Marion et Eslem assistent à l’enregistrement de la guitare de Pierre. Eslem semble très intéressée. Marion passionnée…. Marion n’en revient pas de la patience et de la concentration d’Islam… Elle qui s’agite sans cesse, qui parle non stop, qui prend une place de dingue constamment, là elle est immobile, silencieuse, attentive, curieuse. C’est super d’être là tous ensemble, on sent une belle énergie dans la control room, tout le monde est concentré, mais enthousiaste et compétent. Ça devrait rouler. Tous les autres, Cathia compris, sont du côté du bar, occupés à boire thé et café, à tripoter les portables et à snapchater ! Ils n’ont pas l’air intéressé par l’enregistrement de l’instru… Pas du tout ! Ils s’en foutent royalement ! Mais je peux comprendre…. C’est pour eux un moment exceptionnel de détente, dans un autre lieu que le collège, dans un lieu neutre où ils peuvent « faire » ce qu’ils veulent, mais entre eux ! C’est bien aussi… Du coup, on ne verra qu’Eslem sur la canapé en cuir noir de la control room, puis Anissa nous rejoindra vers la toute fin… Les autres font leur vie dans la partie « entrée/salon/bar » du studio. Cathia les gère. Marion peut rester avec nous ! Youpi.

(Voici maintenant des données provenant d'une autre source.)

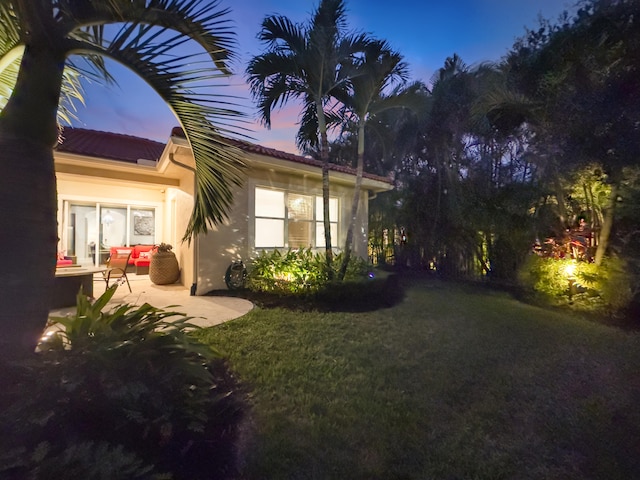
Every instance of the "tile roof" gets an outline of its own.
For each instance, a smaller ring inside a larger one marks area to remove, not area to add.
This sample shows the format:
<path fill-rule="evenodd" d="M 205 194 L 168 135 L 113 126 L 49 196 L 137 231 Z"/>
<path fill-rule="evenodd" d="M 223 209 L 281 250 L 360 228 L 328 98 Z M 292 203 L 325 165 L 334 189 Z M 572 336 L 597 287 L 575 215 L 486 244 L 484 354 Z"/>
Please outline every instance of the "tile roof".
<path fill-rule="evenodd" d="M 165 144 L 120 133 L 65 127 L 56 151 L 136 163 L 157 161 Z"/>
<path fill-rule="evenodd" d="M 184 138 L 184 132 L 180 127 L 174 127 L 171 130 L 171 136 Z M 230 140 L 230 142 L 248 153 L 322 168 L 322 161 L 310 157 L 303 157 L 302 155 L 295 155 L 240 140 Z M 56 151 L 136 163 L 139 159 L 157 161 L 162 155 L 164 147 L 164 143 L 132 135 L 65 127 L 60 135 L 60 143 L 57 145 Z M 344 165 L 330 164 L 329 169 L 349 175 L 356 174 L 355 169 Z M 364 176 L 371 180 L 392 183 L 387 177 L 369 173 L 365 173 Z"/>
<path fill-rule="evenodd" d="M 176 137 L 182 137 L 182 138 L 185 137 L 184 132 L 180 127 L 173 127 L 173 129 L 171 130 L 171 135 Z M 243 150 L 245 152 L 255 153 L 258 155 L 264 155 L 266 157 L 279 158 L 281 160 L 288 160 L 290 162 L 296 162 L 304 165 L 311 165 L 314 167 L 322 168 L 322 161 L 316 160 L 315 158 L 304 157 L 302 155 L 296 155 L 294 153 L 287 153 L 281 150 L 276 150 L 275 148 L 263 147 L 262 145 L 256 145 L 254 143 L 249 143 L 241 140 L 229 139 L 229 141 L 233 145 L 237 146 L 240 150 Z M 329 164 L 329 170 L 333 170 L 334 172 L 346 173 L 349 175 L 356 175 L 355 168 L 347 167 L 344 165 L 337 165 L 334 163 Z M 380 175 L 373 175 L 371 173 L 366 173 L 366 172 L 363 174 L 363 176 L 365 178 L 369 178 L 371 180 L 377 180 L 379 182 L 384 182 L 389 184 L 393 183 L 389 177 L 382 177 Z"/>

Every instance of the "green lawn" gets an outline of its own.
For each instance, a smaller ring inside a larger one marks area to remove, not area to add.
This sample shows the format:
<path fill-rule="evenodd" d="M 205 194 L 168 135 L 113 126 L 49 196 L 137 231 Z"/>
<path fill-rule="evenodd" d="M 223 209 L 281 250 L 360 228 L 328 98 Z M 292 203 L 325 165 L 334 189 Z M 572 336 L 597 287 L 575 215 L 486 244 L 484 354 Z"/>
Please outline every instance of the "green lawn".
<path fill-rule="evenodd" d="M 640 478 L 638 333 L 421 281 L 202 336 L 250 387 L 248 479 Z"/>

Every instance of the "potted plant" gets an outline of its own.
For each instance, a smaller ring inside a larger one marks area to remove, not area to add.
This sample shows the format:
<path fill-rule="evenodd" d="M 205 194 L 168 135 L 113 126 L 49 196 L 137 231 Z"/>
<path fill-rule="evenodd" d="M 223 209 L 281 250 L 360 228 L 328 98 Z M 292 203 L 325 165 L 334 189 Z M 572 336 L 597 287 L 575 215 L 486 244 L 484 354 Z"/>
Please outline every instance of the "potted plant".
<path fill-rule="evenodd" d="M 168 243 L 161 243 L 154 248 L 149 264 L 149 279 L 156 285 L 176 283 L 180 278 L 180 267 L 173 247 Z"/>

10h : Pierre a fini. Pile ! Il a enregistré toutes ses guitares et même le sifflement de la mélodie du refrain… L’instrumental tient la route ! Je suis contente de savoir que ce sera confortable pour eux de parler par-dessus et que même, probablement, ça va les booster… La boucle hip hop, programmée par Emmanuelle (la stagiaire) et Pierre la veille, est mortelle. Ultra-dynamique, ça groove, c’est top.
Allez Eslem…. : en piste ! Ses yeux brillent, la cabine a été installée par Jérémy la veille au soir, les casques sont prêts, tout est nickel. Plus qu’à enfiler le casque sur ses oreilles et à comprendre à quoi servent les boutons sur l’appareil tout près d’elle… Nicolas vient lui expliquer comment régler le son de son casque. Petite panique d’Eslem : « Mais je vais pas savoir !! » – « J’ai fait ça déjà avec plus de 800 personnes, y a personne qui a pas compris », lui répond Nico. – « Oui mais chuis bête moi ! » – « J’te crois pas. »
Je prends ma place, à la gauche d’Eslem, j’enfile mon propre casque, et hop réglage du volume de la voix par rapport au play-back. Nicolas envoie la musique, demande un test de voix : Eslem dit le début de son texte. Elle est à fond. Direct. Elle est parfaite !! On enchaîne… 1ère prise, super. 2ème prise, encore mieux. 3ème prise, magnifique. L’affaire est dans le sac. Bravo Eslem, bravo bravo bravo.
Je prends ma place, à la gauche d’Eslem, j’enfile mon propre casque, et hop réglage du volume de la voix par rapport au play-back. Nicolas envoie la musique, demande un test de voix : Eslem dit le début de son texte. Elle est à fond. Direct. Elle est parfaite !! On enchaîne… 1ère prise, super. 2ème prise, encore mieux. 3ème prise, magnifique. L’affaire est dans le sac. Bravo Eslem, bravo bravo bravo.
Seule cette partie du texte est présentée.